Otro fenómeno relacionado con el perfeccionismo es el triunfalismo. Me parece que también es común entre personas de "alto rendimiento", pensar que lo más importante es salir victorioso, es decir, ser considerado el "mejor" en comparación con otros. Más allá de la vieja discusión sobre si la "naturaleza" humana es o no competitiva, creo que incluso en los deportes tiene que haber espacio para entender, nuevamente, que los procesos son en sí ganancia. Cuando envié por primera vez un artículo a una conocida revista académica en mi campo de estudios, fue rechazado con recomendaciones para ser reconsiderado. Acostumbrada a dinámicas diferentes en mi país, con una política y modus operandi muy distintos, me sentí "derrotada". Nuevamente le comenté a mi supervisora que no creía tener "madera" de académica. Y asimismo, aprendí que hasta los autores más consagrados reciben rechazos en los procesos de revisión por pares ciegos. A veces basta enviar el mismo artículo a otra revista para que se publique enseguida. Puede ser solo cuestión de gustos o de enfoques. En otras palabras, el "rechazo" no es intrínsecamente malo, solo es una situación que se da cuando ciertas condiciones se juntan. Y así opté por hacer las correcciones indicadas. Leyendo con más calma y detenimiento entendí que las sugerencias en realidad eran una generosa invitación por parte de los revisores a mirar hacia zonas que se me estaban escapando de vista y que eran claves para el problema tratado en mi artículo. Leí los textos recomendados. Volví a escribir todo el artículo de principio a fin. Y la segunda vez fue aceptado y publicado en una edición especial. Este proceso que suena rápido en realidad duró un año calendario. Un año de luchar contra mí misma, oscilando entre la curiosidad y la impaciencia; muchas veces trabajando aunque no tenía ánimos de hacerlo, y paralelamente avanzando en la tesis. Cuando apareció la publicación mi orgullo no fue por el "logro", sino por haber asumido el proceso de corrección en lugar de "tirar la toalla". De hecho, obtener los resultados deseados no equivale a "ganar" y no obtenerlos no equivale a "perder". Simplemente son desembocaduras distintas que ocurren por variables, a veces incontrolables, en los vientos y en las corrientes. Una y otra son ante todo oportunidades para aprender.  
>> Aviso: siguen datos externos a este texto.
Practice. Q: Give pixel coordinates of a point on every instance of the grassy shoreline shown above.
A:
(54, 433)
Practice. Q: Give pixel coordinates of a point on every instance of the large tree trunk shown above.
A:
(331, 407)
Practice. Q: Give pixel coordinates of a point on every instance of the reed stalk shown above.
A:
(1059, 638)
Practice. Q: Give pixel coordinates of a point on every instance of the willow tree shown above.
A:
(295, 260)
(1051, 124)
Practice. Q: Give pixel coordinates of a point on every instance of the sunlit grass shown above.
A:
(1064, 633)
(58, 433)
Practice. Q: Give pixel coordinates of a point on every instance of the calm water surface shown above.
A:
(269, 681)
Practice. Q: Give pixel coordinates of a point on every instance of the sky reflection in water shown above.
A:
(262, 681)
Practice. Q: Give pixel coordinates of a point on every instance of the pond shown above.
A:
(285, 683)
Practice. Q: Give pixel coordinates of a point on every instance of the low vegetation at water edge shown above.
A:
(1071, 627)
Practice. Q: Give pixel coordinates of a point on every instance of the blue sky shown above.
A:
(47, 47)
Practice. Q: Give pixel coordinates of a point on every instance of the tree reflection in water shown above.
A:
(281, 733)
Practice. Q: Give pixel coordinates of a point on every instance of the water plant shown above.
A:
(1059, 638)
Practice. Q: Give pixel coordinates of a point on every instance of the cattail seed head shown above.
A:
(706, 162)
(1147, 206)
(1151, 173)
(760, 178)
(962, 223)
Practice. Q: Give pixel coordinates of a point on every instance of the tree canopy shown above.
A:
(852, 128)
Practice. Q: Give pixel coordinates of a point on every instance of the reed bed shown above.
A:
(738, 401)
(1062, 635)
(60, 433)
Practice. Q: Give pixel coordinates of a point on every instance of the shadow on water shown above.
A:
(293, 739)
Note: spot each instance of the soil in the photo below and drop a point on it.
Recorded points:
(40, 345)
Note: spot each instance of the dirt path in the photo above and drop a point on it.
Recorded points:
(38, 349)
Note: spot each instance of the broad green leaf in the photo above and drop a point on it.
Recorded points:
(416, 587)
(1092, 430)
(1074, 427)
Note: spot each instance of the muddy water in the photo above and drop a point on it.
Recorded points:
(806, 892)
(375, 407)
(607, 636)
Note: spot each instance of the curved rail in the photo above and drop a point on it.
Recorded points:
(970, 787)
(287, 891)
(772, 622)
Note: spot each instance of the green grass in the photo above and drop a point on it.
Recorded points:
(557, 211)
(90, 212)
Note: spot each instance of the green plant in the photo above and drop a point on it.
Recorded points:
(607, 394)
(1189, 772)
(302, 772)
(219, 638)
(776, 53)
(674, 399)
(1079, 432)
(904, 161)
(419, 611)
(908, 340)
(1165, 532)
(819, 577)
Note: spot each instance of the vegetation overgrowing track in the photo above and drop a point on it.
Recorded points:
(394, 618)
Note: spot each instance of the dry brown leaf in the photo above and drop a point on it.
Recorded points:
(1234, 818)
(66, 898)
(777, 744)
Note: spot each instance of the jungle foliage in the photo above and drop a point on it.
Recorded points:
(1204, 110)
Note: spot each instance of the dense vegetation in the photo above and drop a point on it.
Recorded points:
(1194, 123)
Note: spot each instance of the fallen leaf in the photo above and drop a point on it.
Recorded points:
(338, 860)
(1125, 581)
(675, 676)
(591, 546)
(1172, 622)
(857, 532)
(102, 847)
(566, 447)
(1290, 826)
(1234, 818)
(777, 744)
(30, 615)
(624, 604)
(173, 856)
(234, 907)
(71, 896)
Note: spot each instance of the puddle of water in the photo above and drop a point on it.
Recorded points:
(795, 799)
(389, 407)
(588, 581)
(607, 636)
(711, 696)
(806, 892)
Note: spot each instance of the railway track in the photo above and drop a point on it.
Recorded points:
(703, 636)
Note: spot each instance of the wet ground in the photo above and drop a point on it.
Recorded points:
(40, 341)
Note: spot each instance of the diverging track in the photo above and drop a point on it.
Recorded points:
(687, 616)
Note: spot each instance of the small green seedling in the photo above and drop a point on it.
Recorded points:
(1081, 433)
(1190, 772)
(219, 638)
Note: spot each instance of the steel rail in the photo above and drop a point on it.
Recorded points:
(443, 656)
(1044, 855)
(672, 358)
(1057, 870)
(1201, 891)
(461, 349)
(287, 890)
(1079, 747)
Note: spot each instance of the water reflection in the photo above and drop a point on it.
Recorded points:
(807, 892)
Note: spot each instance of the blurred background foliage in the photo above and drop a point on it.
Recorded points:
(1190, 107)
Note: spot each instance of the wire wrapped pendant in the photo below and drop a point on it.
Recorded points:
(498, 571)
El valor de la solidaridad feminista

Durante mis estudios conocí a muchas académicas y académicos feministas en el campo del derecho, incluyendo mi supervisora principal y mi segunda supervisora, Prof. Maria Drakopoulou. (Mi equipo estuvo conformado además por el Dr. Luis Eslava, especialista en derechos humanos). También tuve oportunidad de trabajar con colegas feministas en la organización de eventos y en discusiones de nuestros trabajos. Recibí un apoyo totalmente desinteresado de profesoras que no tenían ninguna relación con mi proyecto ni nada que "ganar" al invertir su tiempo en ayudarme. Asistí a seminarios sobre metodologías feministas y leí el trabajo de innumerables mujeres que están luchando por un mundo menos injusto. Una de las cosas más importantes es que hice buenas amigas feministas, tanto en la academia cuanto en el activismo. Aprendí de ellas que podemos apoyarnos con absoluta generosidad y que siempre hay algo más que dar. Que cuando no hay nada para dar hay un abrazo qué recibir. Que las malas noches también pueden ser por el trabajo ajeno, por el genuino deseo de ver a la otra crecer. Que la competitividad de la que a veces nos echan la culpa quienes dicen que las mujeres somos nuestras peores enemigas, tiene un origen muy relacionado con la economía sexista e individualista que domina en el mundo. 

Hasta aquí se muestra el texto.